Okay, so I give some props to Fincher using Blade Runner as an example of the music he was looking for The Social Network. I’m still bummed that Hans did not win this time around. I’m hoping he will not be the next Spielberg of composers whereby he get nominated tons of times and never take home the big prize. Well, he already did win for The Lion King but Inception is leaps and bounds from his early work.
FYI – If you haven’t heard this by now, give a listen to the theme from Jurassic Park where the music was slowed down to 1000%. Click here to hear it.

Q&A: Hans Zimmer


He is one of favorite film composers. Having watched several Ridley Scott’s film in a row recently, I love the mix of the storytelling from Ridley and the underlining music by Hans. I recently saw Black Rain with Michael Douglas. Hans score was to me back then was a cross of Tangerine Dream meets Vangelis, who is another fantastic composer and who worked with Scott – Blade Runner. 

On Black Hawk Down, I immediately heard the early stark drumbeats that I recognized from the score The Dark Knight. The piece on Dark Knight that I am referring to is called “Why So Serious?”.  Click here to hear preview on Speaking The Dark Knight, I just learned about the score will not be considered for an Academy Award for best score in 2009. Go here to read more.  

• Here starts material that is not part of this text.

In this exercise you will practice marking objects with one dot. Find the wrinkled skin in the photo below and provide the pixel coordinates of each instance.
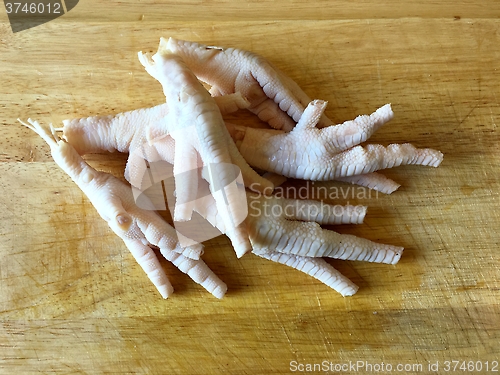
(330, 153)
(201, 139)
(138, 228)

As I have stated already, I truly love Hans work and have collected most of his work on cd. For me, I enjoy listening over a period of years how a composer grows and matures. For example, James Horner has done great scifi and fantasy film soundtracks for Willow, Krull, and Star Trek II to name a few. When he did the score for Field of Dreams with Kevin Costner, there was a great refinement and shift in his themes that was more softer rather than the fast paced motifs did in the early 80’s. From that moment on, he has done some majestic scores for Glory and Titanic in which he won on oscar that are simply awe inspiring. So you see, this is not the first time that I’ve heard film composer using themes over and over again in various forms but if you’re a film soundtrack, you’ll know what I’m trying to explain. 

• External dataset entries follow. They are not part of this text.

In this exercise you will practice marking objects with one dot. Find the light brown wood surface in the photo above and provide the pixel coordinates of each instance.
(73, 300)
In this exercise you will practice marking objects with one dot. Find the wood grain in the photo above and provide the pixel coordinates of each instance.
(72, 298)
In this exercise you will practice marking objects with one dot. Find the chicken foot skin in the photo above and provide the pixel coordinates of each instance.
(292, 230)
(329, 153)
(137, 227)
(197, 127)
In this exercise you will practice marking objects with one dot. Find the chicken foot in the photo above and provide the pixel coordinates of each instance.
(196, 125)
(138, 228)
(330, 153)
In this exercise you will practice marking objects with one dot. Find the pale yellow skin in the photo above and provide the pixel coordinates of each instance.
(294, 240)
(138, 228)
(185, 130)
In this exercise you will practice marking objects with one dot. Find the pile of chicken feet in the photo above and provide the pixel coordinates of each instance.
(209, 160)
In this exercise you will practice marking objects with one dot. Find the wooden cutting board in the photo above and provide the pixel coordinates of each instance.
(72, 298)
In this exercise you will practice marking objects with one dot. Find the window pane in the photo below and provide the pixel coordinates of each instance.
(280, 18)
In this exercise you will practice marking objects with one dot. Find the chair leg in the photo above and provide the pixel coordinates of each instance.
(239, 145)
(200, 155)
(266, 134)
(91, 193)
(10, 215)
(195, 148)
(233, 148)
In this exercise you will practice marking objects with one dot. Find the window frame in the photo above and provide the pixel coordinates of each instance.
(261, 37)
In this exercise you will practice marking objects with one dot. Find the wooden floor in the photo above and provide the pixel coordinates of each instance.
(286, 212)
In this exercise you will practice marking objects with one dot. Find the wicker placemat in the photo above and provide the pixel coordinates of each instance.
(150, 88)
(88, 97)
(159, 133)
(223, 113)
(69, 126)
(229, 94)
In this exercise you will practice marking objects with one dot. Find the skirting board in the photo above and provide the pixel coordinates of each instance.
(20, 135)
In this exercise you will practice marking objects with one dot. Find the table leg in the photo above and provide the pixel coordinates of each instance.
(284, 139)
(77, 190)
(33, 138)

Read below an interview I found from The Hollywood Reporter online.

Q&A: Hans Zimmer

Nov 12, 2008, 08:54 PM ET

Ryan Schude/


Inside Hans Zimmer’s Remote Control

Fall Film & TV Music: Penny serenade

You’d think after all his accomplishments Hans Zimmer would want to take it easy. You’d be wrong. In the last year alone he’s composed the music for six features: the low-budget Mexican production “Casi divas,” Warner Bros.’ summer blockbuster “The Dark Knight” (with James Newton Howard), the animated hits “Kung Fu Panda” and “Madagascar: Escape 2 Africa” for DreamWorks/Paramount, 2929 Prods.’ “The Burning Plain,” and, last but not least, Ron Howard’s ambitious holiday release “Frost/Nixon” for Universal. Despite all this, the composer took the time to sit down with The Hollywood Reporter’s Kevin Cassidy for a typically wide-ranging discussion of his life and work.

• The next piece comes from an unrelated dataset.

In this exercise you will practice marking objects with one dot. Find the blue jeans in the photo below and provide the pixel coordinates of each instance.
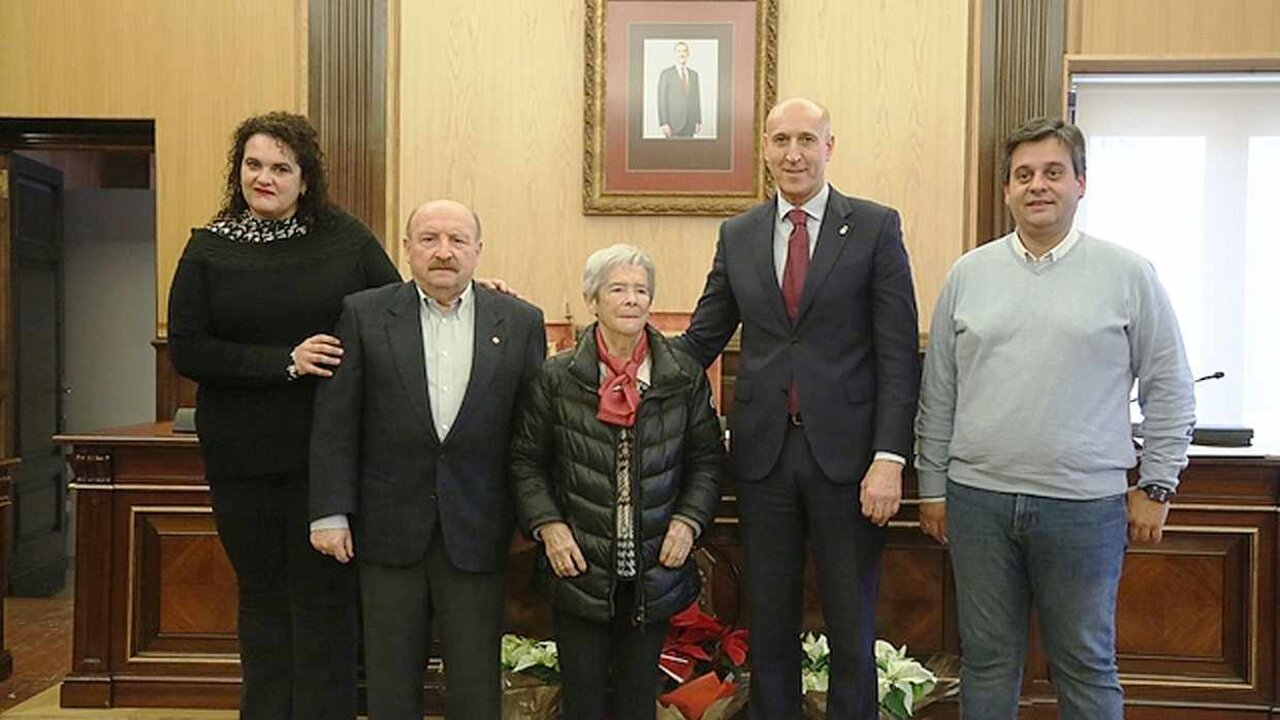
(1013, 552)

The Hollywood Reporter: You composed the scores for six films this year. Tired?

Hans Zimmer: I shouldn’t say this, but it never really feels like work. This is truly what I love doing. In this day and age, to be allowed to do what you love is extraordinary. I’m a lucky bastard.

THR: Was it difficult to transition from “Kung Fu Panda” to “The Dark Knight”?

Zimmer: It was actually not hard to get into “Kung Fu Panda.” Going from “Dark Knight” to “Madagascar 2” was tough. “Knight” was dark. So when I started “Madagascar” I was still not that … “friendly,” one could say. On “Kung Fu Panda” — what I love about this film is that it is actually quite a noble story with a lot of heart, and it’s a very good movie. The other thing: I love collaborating. It’s great to work with friends like John Powell and kick ideas around and come up with things together. I was never that emotionally insecure to the point that I didn’t like working with other people. I come from a band mentality, and film is the same sort of thing.